気候変動活動家でヴィーガンのベニーシャ・ラ・マナ氏は、一部のヴィーガンレザーのマーケティングを疑問視している。「この服が地球に害を与えていれば、結局は動物にも影響を与えます。それのどこがヴィーガンなんでしょうか?」

「一般的に言うと、レザーはより耐久性があって、いずれは生分解されます。でもプラスチックは私たちよりも長生きし、長期的には動物たちに害を与えることになるかもしれません」と彼女は語る。

しかし、キャルバート氏は、社会的にプラスチック製品を回避する最近の動きがある一方、通常のレザーを含む他の素材も同様に環境に悪いと主張する。

「レザーの環境負荷を考える時、牛が消費する水や食料、必要とする土地の広さ、廃棄物とメタンガスの排出量、そして、どれだけの化学物質が皮なめし産業で使用され、労働者に悪影響を及ぼしているかを、多くの人は考慮していません」

サステナブル・アパレル連合が作成した指標、Higg Material Sustainable Indexによると、牛革はポリウレタンでできたヴィーガンレザーと比較し約3倍も環境に有害だという。

「レザーのなめし加工は世界で5番目に大きな汚染の脅威と指摘されており、180万人に直接影響を与えています」とキャルバート氏は述べる。

「プラスチックでできているからといって、それが環境に最も悪い選択肢というわけではありません。実際に、牛革の腐敗を防ぐための加工の環境負荷を考えたら、動物のレザーはサステナブル素材リストで最下位に位置するでしょう」

環境負荷を気にする消費者はどうすればいいの?

ここで重要になるのが、あなたにとっての優先順位だ。動物保護を目的でヴィーガン生活をしているのであれば、もし新品のプラスチックからできていたとしてもヴィーガンレザーを選択するのが良いかもしれない。でも、あなたにとって環境問題も同等に重要なら、どこかで妥協点を見つける必要がある。

ラ・マナ氏は自身をヴィーガンと認識しており、ヴィーガン食を実践しているが、個人的にはヴィーガンレザーではなく、ヴィンテージの本物のレザーを選ぶという。

「これはヴィーガンコミュニティーを二分する決断で、この選択により、私はもはやヴィーガンと呼ぶべきではないと言う人もいます。その気持ちは分かります」と彼女は続ける。
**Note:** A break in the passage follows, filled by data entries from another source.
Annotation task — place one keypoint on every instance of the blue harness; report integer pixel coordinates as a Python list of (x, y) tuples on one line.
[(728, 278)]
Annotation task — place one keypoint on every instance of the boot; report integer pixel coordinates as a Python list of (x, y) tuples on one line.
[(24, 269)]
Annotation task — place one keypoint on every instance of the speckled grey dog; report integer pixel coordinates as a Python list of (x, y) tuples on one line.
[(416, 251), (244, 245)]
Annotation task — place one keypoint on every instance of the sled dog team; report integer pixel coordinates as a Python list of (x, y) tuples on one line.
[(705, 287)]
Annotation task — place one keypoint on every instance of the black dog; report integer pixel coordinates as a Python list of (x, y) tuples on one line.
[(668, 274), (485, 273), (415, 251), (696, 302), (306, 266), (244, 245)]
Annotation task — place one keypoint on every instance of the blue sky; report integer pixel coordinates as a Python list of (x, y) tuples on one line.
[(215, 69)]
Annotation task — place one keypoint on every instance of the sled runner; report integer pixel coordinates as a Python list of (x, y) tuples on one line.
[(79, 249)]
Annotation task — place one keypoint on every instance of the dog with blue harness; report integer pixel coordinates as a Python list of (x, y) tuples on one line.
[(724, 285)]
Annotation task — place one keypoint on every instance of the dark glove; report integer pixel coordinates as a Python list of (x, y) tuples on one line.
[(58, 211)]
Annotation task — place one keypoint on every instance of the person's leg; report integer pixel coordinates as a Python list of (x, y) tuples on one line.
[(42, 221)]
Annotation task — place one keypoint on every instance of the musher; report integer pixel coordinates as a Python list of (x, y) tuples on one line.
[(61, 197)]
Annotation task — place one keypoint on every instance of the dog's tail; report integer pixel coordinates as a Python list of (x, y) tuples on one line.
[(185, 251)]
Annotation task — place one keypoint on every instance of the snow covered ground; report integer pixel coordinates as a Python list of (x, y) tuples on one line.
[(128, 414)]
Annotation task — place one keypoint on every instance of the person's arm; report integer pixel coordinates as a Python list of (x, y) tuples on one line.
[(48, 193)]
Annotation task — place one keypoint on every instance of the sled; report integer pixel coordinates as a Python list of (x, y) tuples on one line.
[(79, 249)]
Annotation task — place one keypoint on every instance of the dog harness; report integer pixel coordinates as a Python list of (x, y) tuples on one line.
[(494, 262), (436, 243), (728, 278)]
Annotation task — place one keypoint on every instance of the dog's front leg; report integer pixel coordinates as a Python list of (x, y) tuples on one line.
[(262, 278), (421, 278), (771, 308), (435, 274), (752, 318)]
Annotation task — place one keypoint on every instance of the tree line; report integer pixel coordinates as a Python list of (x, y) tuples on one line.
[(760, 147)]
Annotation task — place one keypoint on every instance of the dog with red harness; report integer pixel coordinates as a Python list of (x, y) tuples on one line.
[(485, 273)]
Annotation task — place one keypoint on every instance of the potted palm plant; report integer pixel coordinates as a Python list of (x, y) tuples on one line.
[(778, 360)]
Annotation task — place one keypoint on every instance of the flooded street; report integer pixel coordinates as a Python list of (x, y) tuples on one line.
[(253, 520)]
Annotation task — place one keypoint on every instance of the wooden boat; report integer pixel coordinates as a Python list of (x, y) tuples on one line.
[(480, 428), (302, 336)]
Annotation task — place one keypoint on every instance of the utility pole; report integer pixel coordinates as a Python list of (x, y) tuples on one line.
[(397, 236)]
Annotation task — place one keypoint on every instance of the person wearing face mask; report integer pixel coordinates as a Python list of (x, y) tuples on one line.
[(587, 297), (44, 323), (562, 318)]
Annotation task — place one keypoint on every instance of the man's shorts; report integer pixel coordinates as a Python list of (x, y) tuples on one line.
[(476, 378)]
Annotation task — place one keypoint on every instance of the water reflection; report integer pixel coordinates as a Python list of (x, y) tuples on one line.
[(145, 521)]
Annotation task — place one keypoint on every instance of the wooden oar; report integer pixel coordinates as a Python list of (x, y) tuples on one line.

「最終的に、私は倫理的な理由だけでなく、地球の環境のためにヴィーガンであり、ファッションやアクセサリーを購入する際の目標は、新品を買わないことです」

「私たちは今、物に埋め尽くされています。そして、新品は全て、生産・輸送・マーケティングなどの工程を経ており、貴重な化石燃料を燃やしているのです」

ヴィーガンレザーを購入する際は、ラベルに記載されている素材を確認し、十分な情報を得た上で選択しよう。天然素材から作られたヴィーガンレザーは比較的高価だが、地球を救うためにお金を貯める価値はあるかもしれない。

ハフポストUK版の記事を翻訳・編集しました。